Bis sich das neue Prämien­verbilligungs­system in der Zürcher Bevölk­erung etab­liert hat, braucht es Zeit. Auch die SVA Zürich lernt weiter dazu und justiert ihre Prozesse laufend. Zentral dabei ist die Kunden­kommuni­kation. Es geht darum, dass Zürcher Einwohne­rinnen und Einwohner wissen, welche Faktoren mass­gebend sind für den An­spruch auf Prämien­verbilligung. Sie müssen darauf sensibil­isiert werden, dass Rück­forderungen möglich sind, wenn sich heraus­stellt, dass sie im Antrags­jahr ein verbessertes Einkommen hatten. Mit zwei neuen Web­formularen können die Kundinnen und Kunden rasch mit­teilen, ob sich ihr Ein­kommen verändert hat oder ob sie ganz auf die Prämien­verbilligung verzichten möchten. So können Rück­forderungen ver­hindert werden.

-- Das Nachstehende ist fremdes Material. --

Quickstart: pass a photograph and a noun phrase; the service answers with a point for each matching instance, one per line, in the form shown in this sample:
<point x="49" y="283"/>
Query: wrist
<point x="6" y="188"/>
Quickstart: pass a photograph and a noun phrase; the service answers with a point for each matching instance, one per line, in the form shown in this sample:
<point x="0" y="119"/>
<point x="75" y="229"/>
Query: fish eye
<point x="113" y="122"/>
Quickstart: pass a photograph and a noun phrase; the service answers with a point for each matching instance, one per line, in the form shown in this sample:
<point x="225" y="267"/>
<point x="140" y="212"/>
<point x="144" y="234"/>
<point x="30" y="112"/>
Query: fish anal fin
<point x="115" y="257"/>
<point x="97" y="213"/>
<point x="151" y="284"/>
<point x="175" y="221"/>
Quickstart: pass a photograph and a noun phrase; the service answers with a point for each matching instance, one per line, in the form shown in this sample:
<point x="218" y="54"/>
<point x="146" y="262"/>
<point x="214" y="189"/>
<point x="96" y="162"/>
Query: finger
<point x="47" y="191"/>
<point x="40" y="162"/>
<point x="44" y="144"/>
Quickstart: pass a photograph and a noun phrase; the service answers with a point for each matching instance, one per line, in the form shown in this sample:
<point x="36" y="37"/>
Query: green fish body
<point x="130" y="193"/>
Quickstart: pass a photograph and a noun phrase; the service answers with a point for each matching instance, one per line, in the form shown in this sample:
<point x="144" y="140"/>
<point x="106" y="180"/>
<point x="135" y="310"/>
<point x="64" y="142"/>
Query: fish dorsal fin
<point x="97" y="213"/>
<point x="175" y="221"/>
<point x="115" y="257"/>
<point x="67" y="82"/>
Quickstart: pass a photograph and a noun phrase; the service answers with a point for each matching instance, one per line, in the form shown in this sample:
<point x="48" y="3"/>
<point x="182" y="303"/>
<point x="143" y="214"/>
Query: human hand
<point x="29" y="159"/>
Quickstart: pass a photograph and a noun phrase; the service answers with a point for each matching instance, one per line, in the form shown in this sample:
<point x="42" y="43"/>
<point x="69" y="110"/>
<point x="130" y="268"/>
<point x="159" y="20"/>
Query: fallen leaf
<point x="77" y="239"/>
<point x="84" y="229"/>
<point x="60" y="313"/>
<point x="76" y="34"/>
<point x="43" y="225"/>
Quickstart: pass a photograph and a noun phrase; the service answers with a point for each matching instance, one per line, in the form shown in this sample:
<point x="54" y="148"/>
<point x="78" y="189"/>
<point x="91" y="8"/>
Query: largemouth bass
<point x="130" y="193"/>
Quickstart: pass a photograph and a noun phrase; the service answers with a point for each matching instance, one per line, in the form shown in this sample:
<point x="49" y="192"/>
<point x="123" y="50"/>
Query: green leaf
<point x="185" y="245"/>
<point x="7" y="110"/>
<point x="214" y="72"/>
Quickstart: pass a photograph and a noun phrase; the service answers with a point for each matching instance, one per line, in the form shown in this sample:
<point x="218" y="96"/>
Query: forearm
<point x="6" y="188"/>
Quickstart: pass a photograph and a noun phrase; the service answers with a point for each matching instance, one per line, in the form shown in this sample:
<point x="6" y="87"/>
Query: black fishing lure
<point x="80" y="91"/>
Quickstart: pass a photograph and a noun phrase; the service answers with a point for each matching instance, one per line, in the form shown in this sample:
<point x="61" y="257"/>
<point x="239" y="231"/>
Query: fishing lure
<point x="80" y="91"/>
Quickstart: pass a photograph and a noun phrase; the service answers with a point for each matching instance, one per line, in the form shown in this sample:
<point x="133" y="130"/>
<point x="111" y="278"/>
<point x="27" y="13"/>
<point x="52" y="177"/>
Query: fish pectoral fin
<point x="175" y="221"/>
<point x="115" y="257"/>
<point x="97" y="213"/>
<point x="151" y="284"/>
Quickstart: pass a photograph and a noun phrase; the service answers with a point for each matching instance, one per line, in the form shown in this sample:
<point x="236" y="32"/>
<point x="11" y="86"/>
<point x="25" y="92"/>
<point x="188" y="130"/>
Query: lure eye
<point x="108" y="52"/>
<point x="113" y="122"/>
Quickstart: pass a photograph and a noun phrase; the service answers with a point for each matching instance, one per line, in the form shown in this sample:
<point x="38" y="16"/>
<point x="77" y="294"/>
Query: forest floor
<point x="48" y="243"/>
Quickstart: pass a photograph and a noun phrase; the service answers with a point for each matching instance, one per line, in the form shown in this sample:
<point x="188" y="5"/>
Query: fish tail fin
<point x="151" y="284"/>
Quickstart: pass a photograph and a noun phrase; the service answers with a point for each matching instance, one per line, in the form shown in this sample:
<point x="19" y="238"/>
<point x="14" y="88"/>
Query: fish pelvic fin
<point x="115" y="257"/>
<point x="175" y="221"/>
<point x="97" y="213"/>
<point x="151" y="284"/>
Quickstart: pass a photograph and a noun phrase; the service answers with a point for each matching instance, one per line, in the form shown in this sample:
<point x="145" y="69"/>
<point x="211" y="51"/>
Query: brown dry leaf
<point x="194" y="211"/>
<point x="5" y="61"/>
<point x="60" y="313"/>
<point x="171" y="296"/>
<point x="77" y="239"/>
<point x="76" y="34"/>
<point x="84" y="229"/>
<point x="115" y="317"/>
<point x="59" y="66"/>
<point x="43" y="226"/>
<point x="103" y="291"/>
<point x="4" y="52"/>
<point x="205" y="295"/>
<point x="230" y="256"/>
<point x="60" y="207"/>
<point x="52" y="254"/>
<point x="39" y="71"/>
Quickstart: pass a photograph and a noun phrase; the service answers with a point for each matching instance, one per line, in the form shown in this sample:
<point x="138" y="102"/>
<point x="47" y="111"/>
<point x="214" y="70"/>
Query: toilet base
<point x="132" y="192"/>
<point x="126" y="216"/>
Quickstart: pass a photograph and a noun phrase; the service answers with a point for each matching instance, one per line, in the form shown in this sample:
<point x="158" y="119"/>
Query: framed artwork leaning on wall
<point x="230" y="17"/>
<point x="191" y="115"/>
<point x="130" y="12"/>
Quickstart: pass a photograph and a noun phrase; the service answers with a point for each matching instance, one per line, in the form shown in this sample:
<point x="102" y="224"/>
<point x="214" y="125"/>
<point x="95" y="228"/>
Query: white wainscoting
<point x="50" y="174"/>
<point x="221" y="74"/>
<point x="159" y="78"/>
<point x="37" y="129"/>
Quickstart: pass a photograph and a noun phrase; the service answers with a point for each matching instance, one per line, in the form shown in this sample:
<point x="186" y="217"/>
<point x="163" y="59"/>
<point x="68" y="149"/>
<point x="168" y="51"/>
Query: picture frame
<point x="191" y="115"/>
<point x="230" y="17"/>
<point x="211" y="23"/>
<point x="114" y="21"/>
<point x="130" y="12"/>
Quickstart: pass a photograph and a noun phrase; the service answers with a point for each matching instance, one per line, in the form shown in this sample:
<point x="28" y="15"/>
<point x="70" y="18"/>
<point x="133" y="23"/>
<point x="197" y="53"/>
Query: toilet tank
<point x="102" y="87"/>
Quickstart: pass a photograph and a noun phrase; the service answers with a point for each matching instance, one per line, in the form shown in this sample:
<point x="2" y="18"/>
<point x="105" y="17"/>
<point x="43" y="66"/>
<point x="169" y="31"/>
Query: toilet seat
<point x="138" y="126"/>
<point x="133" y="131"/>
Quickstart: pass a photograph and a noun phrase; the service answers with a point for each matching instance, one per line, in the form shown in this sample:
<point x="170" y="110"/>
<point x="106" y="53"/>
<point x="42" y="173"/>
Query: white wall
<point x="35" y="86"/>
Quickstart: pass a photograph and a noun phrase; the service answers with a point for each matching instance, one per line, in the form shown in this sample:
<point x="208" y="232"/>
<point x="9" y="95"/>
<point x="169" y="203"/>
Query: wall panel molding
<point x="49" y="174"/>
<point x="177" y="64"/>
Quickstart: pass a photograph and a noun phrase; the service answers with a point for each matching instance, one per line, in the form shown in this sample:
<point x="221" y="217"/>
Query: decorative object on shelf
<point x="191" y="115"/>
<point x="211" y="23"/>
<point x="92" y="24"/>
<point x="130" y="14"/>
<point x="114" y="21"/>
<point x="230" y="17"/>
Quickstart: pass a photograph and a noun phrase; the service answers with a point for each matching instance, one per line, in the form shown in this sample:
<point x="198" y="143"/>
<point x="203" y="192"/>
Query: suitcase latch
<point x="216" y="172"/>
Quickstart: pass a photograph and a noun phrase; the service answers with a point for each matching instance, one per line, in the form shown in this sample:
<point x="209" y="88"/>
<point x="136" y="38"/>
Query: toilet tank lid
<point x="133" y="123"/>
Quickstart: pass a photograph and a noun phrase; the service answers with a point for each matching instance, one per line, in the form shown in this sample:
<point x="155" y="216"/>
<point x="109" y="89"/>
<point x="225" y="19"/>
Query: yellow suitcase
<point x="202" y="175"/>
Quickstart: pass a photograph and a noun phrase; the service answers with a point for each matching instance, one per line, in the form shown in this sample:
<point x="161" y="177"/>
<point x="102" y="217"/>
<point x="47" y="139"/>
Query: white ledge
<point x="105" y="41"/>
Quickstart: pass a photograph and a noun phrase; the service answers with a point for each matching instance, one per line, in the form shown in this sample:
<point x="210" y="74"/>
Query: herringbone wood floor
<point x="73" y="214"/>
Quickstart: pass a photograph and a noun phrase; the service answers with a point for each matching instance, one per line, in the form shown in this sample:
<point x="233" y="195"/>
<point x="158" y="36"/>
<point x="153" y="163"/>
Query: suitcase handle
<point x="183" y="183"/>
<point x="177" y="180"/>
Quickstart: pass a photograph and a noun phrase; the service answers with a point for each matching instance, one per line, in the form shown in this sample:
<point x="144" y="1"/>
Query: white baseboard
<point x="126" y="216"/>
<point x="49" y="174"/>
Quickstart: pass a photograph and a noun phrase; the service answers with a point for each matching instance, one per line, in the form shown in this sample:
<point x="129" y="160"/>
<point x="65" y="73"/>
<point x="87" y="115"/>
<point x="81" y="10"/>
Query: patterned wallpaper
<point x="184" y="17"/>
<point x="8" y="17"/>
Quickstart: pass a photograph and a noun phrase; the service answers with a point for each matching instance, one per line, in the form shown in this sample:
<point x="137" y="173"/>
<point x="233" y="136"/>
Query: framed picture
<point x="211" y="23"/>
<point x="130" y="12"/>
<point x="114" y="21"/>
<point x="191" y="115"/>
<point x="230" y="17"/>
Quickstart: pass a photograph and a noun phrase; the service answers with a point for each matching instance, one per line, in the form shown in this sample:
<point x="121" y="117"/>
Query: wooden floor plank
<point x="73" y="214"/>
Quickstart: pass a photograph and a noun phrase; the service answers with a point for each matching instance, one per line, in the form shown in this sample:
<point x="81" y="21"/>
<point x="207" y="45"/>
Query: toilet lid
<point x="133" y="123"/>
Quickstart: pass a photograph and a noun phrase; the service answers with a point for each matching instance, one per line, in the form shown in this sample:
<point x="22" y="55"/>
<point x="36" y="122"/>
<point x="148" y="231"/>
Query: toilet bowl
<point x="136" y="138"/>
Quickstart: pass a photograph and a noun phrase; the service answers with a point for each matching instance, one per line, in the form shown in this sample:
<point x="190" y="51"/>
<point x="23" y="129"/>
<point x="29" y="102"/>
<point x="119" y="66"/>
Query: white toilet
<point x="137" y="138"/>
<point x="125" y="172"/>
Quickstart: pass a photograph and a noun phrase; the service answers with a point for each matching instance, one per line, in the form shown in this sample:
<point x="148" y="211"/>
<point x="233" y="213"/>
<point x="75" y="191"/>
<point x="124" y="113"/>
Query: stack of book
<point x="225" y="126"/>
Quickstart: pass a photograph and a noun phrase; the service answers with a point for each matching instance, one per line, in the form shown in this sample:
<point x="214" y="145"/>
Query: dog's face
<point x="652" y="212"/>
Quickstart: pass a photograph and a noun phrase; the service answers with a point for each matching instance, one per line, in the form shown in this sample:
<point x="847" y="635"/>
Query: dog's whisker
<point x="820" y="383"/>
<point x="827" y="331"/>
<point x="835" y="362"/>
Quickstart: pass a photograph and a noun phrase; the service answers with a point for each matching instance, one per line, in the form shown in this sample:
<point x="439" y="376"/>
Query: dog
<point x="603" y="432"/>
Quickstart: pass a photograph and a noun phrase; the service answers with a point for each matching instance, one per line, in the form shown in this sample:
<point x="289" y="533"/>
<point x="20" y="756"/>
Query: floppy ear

Ziel ist es, dass die Personen, die Anspruch auf Prämien­ver­billigung haben, ihren Anspruch auch kennen und geltend machen. Darauf zielt auch das Projekt ab, das derzeit zusammen mit einem Forschungs­team der ETH Zürich und Universität Zürich durch­geführt wird. Das Forschungs­interesse gilt dem Identifi­zieren der Hürden, die ver­hindern, dass ein Leistungs­anspruch geltend gemacht wird. Die SVA Zürich legt den Fokus auf die Über­windung dieser Hürden und auf die Verbes­serung der Kommuni­kation. Das ent­spricht auch dem in der Vision der SVA Zürich formulierten Ziel: «Wir machen Sozial­versicherungen leicht ver­ständlich und für alle zu­gänglich.»